(Longtime lurker, first-time poster. Thanks for the indulgence.)
Sunday, September 25, my friend John and I drove 180 miles to Minnesota's Iron Range for a memorial dedication to Paul Wellstone and the seven killed with him almost three years ago. Didn't know this happened? No worries. Few in the mosquito state did, either. Ditto for our friendly liberal media. For the nuts and bolts of the 6-acre site, you can read the AP's modest coverage here:
http://www.wellstone.org/news/news_detail.aspx?itemID=6357&catID=7
It rained the entire way to Cloquet but cleared as we neared Eveleth. We passed Paul's familiar green bus near Cotton, so we knew we wouldn't be late for the short program. Only a few hundred gathered, and among us stood Rick Kahn. It was good to see him. One of Paul's dearest friends, Rick was, reportedly, apolitical before he met the future senator. But something in Wellstone inspired and motivated Kahn. I know the feeling.
Kahn caught a bad rap after his speech at the 2002 memorial. Driven by passion and pain and burdened by a lack of speaking experience, Kahn's plaintive declarations were a tad over the top. But hardly criminal. Fueled by hate, the Republican noise machine vilified the unassuming Kahn for, to paraphrase my buddy John, promoting such horrifically partisan ideas as feeding the hungry and housing the homeless.
Kahn didn't take the podium at the dedication. Few did, befitting the low-key ceremony, somber setting and typical Iron Range stoicism. Judy McLaughlin - whose son, Will, died with Paul that morning - and Mark Wellstone spoke with pride and dignity. I can still remember Mark at the `02 memorial service calmly telling his dad - and the audience - that it was all right. We'd be OK, he said. But we're not.
A small platform off of "legacy trail" opens to a grassy marsh. Straining, I tried to find that spot 2,000 feet away where Wellstone's wings crashed and exploded in a blazing fury. I wondered what Paul would say of our current climate. He wouldn't hate on Obama. He'd count Hillary Clinton as a friend. He considered Feingold a protégé. He'd stay focused on real goals and enemies instead of surrendering to the convenience of intra-party squabbling.
Paul wasn't perfect, either. I'm grateful for DailyKos, but thank god the blogosphere wasn't active in 1996, when Wellstone supported the Defense of Marriage act. Would we have challenged and crucified our standard-bearer for that stance? Of course. What positive purpose would that have served? I'm not smart enough to know.

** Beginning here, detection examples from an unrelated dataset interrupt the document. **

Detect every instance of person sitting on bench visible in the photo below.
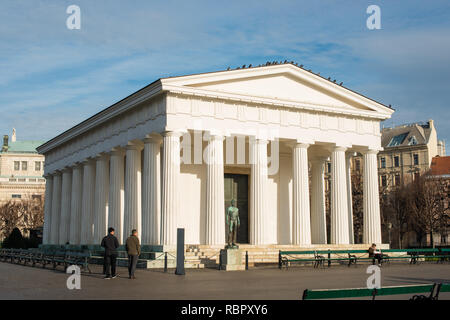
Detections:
[369,243,383,265]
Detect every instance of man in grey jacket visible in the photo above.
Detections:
[126,229,141,279]
[101,228,119,279]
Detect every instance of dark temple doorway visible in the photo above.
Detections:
[225,173,249,243]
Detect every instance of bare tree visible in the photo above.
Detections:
[410,174,448,248]
[351,172,364,243]
[0,198,44,238]
[381,185,411,249]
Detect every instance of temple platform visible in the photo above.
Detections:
[40,244,389,269]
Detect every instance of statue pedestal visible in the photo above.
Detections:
[220,249,245,271]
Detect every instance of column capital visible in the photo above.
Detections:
[61,166,72,173]
[125,144,142,151]
[161,131,184,138]
[42,173,53,180]
[331,146,348,152]
[345,151,357,159]
[310,156,330,163]
[109,147,125,156]
[361,149,380,154]
[80,157,95,165]
[94,152,109,161]
[142,133,163,144]
[294,141,310,149]
[249,136,269,144]
[204,133,225,141]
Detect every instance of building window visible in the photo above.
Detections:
[413,153,419,166]
[380,157,386,169]
[395,174,400,186]
[387,132,409,147]
[394,156,400,167]
[355,159,361,171]
[408,136,417,146]
[381,175,387,187]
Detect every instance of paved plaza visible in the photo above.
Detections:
[0,262,450,300]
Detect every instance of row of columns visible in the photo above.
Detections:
[44,132,381,245]
[43,133,167,244]
[298,144,381,245]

I found no enlightenment 2,000 feet from the crash site. John and I jumped off the prepared path and trudged halfway to where we assumed the earth hides its scorched scar. But the brush and peat moss gave way to deep marsh and our progress stalled. The closure we came for evaded us.
While we were glad to make the journey and the location is a fitting tribute, this place of reflection offered no solace and no answers. But I know that I love Paul Wellstone. Most of us here did and do. I proudly stood behind him even when we disagreed. To publicly rant about our differences only encouraged divisiveness, not understanding.
John and I were two of the last to leave. Ten miles southeast of Eveleth, the rain returned.
As an aside, I'm especially bitter about Paul's untimely demise because it breathed new life into Norm Coleman's walking corpse. I mean, here's a dude who's knocking on death's door, politically. In 1998 he staggers for governor ("runs" is far too flattering), gets his ass kicked by a steroidal ex-wrestler and then is on the brink of a double-digit defeat to a Rove-targeted two-term senator seen as out of step with the Minnesota mainstream. Without Wellstone's crash, Norm isn't so Smilin'. Paul pounds him by 11 points and that hollow man's obit is writ large on the political landscape. Now, he's my, um, senator.